Child's Play 2 (1990) is much better than Child's Play.  It's tonier (aka: gay), more colorful (gay), the kills are more interesting, and it's able to be a much more concise in its satire of corporate marketing and blind consumerism (intellectualism = gay). I love the idea of two gay orphans going it alone like a prequel to Annie.  
If there's one thing we learn from these Child's Play movies, adults fuck everything up.  Andy's nightmare was far from over. After two failed efforts, the Christian coalition couldn't get the gay out so they shipped him off the the military.

"Let's see what kind of tough guy you really are."

Andy is sent to the Kent Military School where social deviants (gay kids, jewish kids, black kids) become conservative war-mongers despite their own interests.  After ten years trying, it looks like all that religious heterosexual conversion jibberjabber actually clicked for little Andy Barclay because in Child's Play 3 (1991), Andy's not gay.  
You can't really fake being gay; it's a commitment (the skincare alone) - that's why straight actors always win Oscars for going gay in a movie.  Fear not, there's a new gay in town this time around, an autistic boy named Tyler.
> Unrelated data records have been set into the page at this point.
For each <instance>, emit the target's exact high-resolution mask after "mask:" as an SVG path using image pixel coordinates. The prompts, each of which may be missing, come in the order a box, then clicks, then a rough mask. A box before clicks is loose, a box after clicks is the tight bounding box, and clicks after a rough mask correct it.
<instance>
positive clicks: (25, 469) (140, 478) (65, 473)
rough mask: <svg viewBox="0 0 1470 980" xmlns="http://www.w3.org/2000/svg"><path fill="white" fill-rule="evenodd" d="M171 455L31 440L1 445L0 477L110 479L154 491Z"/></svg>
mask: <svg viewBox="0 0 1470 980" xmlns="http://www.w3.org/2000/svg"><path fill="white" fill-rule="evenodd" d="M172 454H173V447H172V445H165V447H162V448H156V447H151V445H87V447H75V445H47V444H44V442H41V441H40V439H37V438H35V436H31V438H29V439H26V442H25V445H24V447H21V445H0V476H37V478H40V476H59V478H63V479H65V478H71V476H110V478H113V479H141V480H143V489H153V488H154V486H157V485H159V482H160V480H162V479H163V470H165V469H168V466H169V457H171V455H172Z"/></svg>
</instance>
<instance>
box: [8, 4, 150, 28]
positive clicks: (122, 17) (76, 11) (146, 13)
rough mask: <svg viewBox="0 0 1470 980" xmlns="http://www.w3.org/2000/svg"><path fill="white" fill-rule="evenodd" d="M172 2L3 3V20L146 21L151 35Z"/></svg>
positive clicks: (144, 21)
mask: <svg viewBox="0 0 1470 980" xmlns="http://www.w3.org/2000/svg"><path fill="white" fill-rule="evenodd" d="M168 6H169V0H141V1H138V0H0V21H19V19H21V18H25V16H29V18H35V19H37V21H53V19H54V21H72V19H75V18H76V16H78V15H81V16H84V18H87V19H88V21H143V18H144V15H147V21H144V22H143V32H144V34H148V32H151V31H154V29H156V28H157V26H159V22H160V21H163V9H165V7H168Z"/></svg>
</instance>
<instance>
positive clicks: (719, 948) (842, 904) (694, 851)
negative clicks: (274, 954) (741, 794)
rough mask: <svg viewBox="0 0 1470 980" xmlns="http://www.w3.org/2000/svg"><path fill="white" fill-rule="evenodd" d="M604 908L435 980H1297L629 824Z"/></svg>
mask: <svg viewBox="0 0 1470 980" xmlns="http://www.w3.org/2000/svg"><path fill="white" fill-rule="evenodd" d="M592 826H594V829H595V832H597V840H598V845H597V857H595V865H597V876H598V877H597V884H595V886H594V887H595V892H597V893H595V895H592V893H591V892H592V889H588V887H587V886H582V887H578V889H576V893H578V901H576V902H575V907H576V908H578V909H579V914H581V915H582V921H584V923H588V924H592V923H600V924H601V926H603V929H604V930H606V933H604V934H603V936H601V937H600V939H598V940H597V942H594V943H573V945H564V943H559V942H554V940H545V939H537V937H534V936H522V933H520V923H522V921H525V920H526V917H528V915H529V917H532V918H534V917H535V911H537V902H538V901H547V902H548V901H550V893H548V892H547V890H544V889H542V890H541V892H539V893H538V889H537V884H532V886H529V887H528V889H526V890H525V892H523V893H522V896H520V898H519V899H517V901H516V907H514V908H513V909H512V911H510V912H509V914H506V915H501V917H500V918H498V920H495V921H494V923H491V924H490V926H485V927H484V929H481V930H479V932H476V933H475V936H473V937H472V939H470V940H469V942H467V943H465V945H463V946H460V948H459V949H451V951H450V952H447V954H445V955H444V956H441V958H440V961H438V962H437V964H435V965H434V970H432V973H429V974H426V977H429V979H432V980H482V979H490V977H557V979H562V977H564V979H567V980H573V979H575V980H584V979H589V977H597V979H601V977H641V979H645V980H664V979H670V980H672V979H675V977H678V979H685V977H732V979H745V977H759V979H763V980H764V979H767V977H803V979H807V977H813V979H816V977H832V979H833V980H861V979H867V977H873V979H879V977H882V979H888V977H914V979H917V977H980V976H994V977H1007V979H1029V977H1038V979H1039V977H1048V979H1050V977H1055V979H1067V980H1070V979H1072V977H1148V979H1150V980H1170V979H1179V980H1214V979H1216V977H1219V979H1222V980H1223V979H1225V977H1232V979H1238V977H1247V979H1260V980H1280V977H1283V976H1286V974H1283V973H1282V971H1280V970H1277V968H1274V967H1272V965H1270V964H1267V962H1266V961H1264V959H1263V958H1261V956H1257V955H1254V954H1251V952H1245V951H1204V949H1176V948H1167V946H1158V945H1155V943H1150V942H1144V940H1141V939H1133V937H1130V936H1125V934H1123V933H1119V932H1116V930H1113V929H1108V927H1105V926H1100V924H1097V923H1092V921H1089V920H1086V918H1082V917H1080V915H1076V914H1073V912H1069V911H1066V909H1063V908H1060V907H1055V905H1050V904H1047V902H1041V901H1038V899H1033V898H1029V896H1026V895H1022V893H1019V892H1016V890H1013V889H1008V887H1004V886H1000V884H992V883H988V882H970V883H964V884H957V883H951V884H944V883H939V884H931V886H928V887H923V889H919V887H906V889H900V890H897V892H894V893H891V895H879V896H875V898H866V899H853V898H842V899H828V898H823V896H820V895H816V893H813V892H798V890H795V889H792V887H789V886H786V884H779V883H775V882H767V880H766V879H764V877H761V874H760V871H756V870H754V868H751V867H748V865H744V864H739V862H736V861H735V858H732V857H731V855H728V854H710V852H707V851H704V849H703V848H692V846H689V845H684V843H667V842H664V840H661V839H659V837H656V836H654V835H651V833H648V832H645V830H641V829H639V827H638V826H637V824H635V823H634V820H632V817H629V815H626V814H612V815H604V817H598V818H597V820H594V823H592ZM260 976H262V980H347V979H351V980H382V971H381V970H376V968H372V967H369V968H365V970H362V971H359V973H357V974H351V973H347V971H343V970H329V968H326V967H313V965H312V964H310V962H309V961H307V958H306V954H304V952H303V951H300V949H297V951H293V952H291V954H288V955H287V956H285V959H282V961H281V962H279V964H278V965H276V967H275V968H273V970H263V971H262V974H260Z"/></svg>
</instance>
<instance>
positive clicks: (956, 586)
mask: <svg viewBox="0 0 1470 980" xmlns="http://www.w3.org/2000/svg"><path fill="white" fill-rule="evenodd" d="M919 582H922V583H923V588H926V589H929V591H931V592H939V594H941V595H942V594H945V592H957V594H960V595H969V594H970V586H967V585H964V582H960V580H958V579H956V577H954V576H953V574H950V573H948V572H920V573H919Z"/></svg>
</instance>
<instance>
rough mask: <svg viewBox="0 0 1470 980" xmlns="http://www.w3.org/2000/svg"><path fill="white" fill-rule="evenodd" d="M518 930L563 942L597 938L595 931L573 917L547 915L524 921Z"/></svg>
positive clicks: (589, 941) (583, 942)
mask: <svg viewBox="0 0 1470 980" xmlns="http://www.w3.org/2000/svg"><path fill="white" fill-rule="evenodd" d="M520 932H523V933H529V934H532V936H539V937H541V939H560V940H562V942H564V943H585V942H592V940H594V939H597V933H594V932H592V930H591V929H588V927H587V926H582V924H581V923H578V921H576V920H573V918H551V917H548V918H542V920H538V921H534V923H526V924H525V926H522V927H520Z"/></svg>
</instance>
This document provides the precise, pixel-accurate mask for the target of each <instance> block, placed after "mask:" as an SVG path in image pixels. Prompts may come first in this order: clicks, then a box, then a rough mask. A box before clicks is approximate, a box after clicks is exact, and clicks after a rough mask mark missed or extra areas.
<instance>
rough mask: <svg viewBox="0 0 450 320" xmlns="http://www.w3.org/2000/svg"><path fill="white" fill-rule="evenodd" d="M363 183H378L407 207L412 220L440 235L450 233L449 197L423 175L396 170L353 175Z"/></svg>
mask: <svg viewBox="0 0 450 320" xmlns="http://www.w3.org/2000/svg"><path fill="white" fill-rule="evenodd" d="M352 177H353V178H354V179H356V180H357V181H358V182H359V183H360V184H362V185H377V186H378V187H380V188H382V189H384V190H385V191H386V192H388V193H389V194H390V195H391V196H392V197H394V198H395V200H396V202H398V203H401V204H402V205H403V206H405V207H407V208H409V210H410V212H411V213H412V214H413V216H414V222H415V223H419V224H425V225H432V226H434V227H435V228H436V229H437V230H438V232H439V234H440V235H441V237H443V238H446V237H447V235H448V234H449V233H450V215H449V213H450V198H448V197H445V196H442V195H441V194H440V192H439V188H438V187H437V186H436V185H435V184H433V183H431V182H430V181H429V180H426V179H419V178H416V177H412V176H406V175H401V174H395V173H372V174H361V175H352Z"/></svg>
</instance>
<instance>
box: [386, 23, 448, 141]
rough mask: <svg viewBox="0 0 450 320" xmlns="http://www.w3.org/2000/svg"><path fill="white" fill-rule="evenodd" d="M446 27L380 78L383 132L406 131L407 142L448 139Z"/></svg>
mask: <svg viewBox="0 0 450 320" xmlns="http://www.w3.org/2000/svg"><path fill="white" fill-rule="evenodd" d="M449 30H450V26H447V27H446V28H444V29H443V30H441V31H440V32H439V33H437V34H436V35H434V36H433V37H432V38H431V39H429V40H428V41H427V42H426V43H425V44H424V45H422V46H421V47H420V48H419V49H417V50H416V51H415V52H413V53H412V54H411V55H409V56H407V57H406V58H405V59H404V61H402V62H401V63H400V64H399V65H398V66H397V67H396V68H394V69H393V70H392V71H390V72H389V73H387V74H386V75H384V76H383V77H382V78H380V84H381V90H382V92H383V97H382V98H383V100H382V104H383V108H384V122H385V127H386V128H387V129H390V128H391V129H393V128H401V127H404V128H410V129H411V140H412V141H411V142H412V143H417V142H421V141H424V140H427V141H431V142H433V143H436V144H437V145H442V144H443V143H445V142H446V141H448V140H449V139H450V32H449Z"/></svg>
Tyler is equally enamored by Chucky and the homosexual cleansing responsibilities now fall on Andy's shoulders.  Ironic.

Now, I can buy a movie where a doll comes to life after being possessed by the spirit of a serial killer through a voodoo spell.  HOWEVER, when they go to great expository heights to set up the fact that Chucky can only transfer his soul into little Andy, then suddenly backtrack on that commandment, that's called sequelitis and Child's Play 3 suffers from that ailment.  

A key ingredient is missing when Chucky goes from being a doll that people would want to buy in a store to the latter-years perpetually mangled angry face, hamming up catchphrase after catchphrase.  The horror and perversion came from the fact that this serial killer was in the guise of a cherubic children's toy. No one would look at the latter years Chucky and say "oh, how cute" and the movies lose something crucial.

Despite the Child's Play movies discomfort with gay kids (which may just be a product of their time), we owe a lot to Don Mancini.  Having written the first film while he was still in college, Don opened the closet doors for gays in horror and created a franchise for Universal (it doesn't hurt that he's genetically attractive to boot).  
The Child's Play franchise went in a much more fantastic and whimsical direction and even had openly gay characters during the Meg Tilly years (though the gays still have to die for their sins, of course).  I'm sure little Andy is happily married and on his fifth domestic beer someplace longing for the gay days of his youth, free of compromise and full of adventures!

"Dolls are for girls."

1 comment:

  1. Your blog had me in tears it was so funny. You had on me "taking the L to Cabrini Green to blow up crackhouses." I'll have to watch "Child's Play" again. It's funny how when we look at these "scary" movies years later and they're hilarious instead of terrifiying.